AlphaFold2 Is Finally Getting the Attention It Deserves: A Nobel Prize Long Overdue.

AlphaFold2, developed by Google DeepMind under the direction of Demis Hassabis and John Jumper, has reached a milestone in science. The AI model, which predicts the three-dimensional structure of proteins from their amino acid sequences, has solved a 50-year-old problem in chemistry. This led to the 2024 Nobel Prize in Chemistry being awarded to Hassabis, Jumper and biophysicist Baker, who was honored for his own groundbreaking work in the field of protein design.

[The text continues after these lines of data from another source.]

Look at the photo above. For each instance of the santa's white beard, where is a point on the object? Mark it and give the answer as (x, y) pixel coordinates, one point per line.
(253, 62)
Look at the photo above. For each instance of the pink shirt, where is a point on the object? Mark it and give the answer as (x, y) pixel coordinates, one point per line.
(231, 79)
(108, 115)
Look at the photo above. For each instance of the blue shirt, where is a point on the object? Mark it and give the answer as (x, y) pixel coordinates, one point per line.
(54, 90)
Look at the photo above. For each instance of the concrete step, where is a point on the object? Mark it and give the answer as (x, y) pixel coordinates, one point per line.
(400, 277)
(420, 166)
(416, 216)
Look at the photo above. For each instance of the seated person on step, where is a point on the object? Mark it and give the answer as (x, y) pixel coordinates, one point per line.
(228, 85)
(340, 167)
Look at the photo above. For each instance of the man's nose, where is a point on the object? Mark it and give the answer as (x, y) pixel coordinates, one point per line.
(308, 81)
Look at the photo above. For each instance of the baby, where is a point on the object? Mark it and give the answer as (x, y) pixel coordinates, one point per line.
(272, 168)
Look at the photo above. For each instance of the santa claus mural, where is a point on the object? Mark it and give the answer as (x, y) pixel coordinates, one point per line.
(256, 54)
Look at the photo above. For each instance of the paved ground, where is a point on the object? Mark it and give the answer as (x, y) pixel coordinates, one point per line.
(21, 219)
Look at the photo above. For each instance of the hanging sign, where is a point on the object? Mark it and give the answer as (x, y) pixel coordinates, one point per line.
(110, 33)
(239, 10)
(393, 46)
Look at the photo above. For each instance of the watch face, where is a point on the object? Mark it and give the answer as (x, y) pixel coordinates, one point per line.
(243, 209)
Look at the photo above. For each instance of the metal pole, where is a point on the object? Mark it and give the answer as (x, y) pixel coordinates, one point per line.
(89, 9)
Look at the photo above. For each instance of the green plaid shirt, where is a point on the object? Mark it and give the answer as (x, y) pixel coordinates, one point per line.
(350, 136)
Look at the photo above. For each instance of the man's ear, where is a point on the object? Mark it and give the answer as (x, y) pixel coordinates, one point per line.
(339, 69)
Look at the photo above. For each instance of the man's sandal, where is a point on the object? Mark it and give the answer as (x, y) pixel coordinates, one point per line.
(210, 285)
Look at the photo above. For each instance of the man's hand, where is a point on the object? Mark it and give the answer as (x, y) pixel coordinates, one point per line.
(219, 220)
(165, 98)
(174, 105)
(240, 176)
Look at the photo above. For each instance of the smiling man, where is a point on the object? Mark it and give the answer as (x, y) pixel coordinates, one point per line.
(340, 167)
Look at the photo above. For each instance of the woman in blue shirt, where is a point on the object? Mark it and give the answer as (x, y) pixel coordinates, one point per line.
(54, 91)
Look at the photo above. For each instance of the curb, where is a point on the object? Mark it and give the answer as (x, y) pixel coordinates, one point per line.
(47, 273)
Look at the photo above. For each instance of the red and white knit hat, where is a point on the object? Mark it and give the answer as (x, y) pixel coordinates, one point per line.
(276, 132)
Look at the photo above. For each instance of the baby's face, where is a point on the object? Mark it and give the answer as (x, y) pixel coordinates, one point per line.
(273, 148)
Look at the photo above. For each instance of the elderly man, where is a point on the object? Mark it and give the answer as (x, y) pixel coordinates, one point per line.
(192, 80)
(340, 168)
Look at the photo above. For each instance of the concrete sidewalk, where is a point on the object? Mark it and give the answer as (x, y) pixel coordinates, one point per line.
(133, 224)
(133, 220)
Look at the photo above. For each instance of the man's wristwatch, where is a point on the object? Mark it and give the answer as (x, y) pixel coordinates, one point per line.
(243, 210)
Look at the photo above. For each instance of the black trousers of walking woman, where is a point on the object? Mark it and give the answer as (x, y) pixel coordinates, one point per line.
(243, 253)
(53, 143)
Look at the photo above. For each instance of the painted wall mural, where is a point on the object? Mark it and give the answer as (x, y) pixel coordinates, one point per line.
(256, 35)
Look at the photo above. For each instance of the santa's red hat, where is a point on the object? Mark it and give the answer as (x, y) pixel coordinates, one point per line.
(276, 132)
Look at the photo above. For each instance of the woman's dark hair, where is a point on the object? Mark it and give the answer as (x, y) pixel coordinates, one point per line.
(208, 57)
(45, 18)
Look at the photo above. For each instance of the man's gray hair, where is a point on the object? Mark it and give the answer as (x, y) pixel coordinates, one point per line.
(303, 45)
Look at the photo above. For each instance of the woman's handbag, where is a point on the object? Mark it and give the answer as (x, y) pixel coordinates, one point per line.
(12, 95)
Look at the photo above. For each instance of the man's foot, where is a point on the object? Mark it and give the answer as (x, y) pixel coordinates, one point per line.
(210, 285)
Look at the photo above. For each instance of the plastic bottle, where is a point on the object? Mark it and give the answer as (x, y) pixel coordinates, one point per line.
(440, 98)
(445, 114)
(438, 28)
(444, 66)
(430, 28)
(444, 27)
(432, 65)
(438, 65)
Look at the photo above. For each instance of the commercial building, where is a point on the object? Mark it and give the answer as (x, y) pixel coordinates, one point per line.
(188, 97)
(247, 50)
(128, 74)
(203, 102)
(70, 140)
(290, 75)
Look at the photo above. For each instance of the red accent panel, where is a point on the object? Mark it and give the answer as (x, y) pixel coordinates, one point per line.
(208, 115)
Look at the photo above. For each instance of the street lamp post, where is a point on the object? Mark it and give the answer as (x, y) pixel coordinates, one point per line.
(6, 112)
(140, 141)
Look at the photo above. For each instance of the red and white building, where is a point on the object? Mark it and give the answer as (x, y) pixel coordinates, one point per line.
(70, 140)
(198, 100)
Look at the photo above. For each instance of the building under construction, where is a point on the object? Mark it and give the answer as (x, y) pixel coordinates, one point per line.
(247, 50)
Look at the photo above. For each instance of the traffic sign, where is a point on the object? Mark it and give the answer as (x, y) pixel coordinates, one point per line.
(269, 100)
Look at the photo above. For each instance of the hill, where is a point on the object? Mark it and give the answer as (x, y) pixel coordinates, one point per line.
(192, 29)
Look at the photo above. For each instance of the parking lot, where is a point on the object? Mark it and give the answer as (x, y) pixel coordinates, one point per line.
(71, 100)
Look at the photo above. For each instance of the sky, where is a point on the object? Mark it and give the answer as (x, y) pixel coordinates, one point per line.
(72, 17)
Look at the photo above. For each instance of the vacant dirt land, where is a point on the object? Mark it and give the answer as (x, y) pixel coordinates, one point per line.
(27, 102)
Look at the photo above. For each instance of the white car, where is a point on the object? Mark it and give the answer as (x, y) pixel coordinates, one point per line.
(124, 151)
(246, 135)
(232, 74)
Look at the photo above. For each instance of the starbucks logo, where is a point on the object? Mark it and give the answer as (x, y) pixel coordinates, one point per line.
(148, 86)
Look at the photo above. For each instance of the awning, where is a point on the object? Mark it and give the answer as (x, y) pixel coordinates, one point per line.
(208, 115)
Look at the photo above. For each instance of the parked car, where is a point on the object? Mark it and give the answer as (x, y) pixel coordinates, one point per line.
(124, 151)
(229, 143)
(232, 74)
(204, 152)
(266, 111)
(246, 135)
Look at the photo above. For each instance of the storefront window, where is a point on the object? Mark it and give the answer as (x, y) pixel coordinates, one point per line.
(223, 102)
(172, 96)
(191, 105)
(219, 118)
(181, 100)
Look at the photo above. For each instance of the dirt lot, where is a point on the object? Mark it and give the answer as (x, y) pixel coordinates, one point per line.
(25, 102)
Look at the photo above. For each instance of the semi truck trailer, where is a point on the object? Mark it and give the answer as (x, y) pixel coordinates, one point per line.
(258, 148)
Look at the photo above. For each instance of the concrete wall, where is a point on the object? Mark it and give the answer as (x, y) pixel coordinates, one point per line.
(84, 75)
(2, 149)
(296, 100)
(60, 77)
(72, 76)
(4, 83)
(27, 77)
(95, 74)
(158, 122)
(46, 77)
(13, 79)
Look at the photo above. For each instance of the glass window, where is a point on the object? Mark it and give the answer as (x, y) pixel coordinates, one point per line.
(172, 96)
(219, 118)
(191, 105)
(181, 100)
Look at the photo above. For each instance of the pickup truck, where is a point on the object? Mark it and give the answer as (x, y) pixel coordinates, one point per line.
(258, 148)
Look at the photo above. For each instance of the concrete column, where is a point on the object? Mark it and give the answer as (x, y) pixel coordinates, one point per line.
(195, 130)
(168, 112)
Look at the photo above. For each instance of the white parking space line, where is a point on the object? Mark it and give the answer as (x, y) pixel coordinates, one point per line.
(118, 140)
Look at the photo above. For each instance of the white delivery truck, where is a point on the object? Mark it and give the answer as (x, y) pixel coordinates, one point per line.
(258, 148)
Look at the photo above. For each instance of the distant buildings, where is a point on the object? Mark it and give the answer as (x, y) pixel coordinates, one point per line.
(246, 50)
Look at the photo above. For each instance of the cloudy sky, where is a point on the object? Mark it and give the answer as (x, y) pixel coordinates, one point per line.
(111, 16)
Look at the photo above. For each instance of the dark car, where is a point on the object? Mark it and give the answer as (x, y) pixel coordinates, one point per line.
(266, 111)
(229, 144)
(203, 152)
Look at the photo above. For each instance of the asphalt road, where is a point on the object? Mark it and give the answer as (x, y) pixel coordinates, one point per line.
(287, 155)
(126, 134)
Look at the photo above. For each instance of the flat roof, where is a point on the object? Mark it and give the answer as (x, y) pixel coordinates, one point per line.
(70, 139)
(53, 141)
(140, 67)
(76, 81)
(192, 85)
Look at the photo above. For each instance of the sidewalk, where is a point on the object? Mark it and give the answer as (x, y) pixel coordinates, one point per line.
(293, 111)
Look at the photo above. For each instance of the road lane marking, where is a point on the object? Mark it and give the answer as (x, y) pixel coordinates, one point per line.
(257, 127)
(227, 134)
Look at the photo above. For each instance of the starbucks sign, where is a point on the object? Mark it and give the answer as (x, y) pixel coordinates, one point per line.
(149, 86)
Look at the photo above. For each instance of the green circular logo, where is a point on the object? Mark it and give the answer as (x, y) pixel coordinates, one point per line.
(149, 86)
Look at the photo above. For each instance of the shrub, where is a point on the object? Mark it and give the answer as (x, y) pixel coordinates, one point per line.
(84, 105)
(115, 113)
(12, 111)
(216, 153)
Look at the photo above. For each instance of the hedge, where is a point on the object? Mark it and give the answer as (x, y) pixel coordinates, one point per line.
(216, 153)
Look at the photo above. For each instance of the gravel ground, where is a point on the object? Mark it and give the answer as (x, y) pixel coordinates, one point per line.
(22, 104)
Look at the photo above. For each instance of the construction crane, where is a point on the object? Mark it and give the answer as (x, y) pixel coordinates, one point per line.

What makes AlphaFold2 so extraordinary is its ability to make precise predictions about the structure of almost any known protein – a tool used by millions of scientists worldwide to make strides in areas such as drug development or understanding global health issue like antibiotic resistance. The significance of this discovery quickly became clear when the model was made freely available through the AlphaFold Protein Structure database. Since its launch in 2020, AlphaFold2 has not only transformed the way biologists work, but has also ushered in a new era of structural biology.

The Nobel Prize not only crowns years of research, but also demonstrates how machine learning and artificial intelligence are profoundly influencing our understanding of biological processes. It is therefore not surprising that AlphaFold2 has been considered groundbreaking and has received widespread recognition in the scientific community.

But what exactly makes AlphaFold so special, what significant impact will it have on our lives, and why has it taken so long to develop a model like this? In the following article, I will provide an overview of the AlphaFold model2 from Google DeepMind.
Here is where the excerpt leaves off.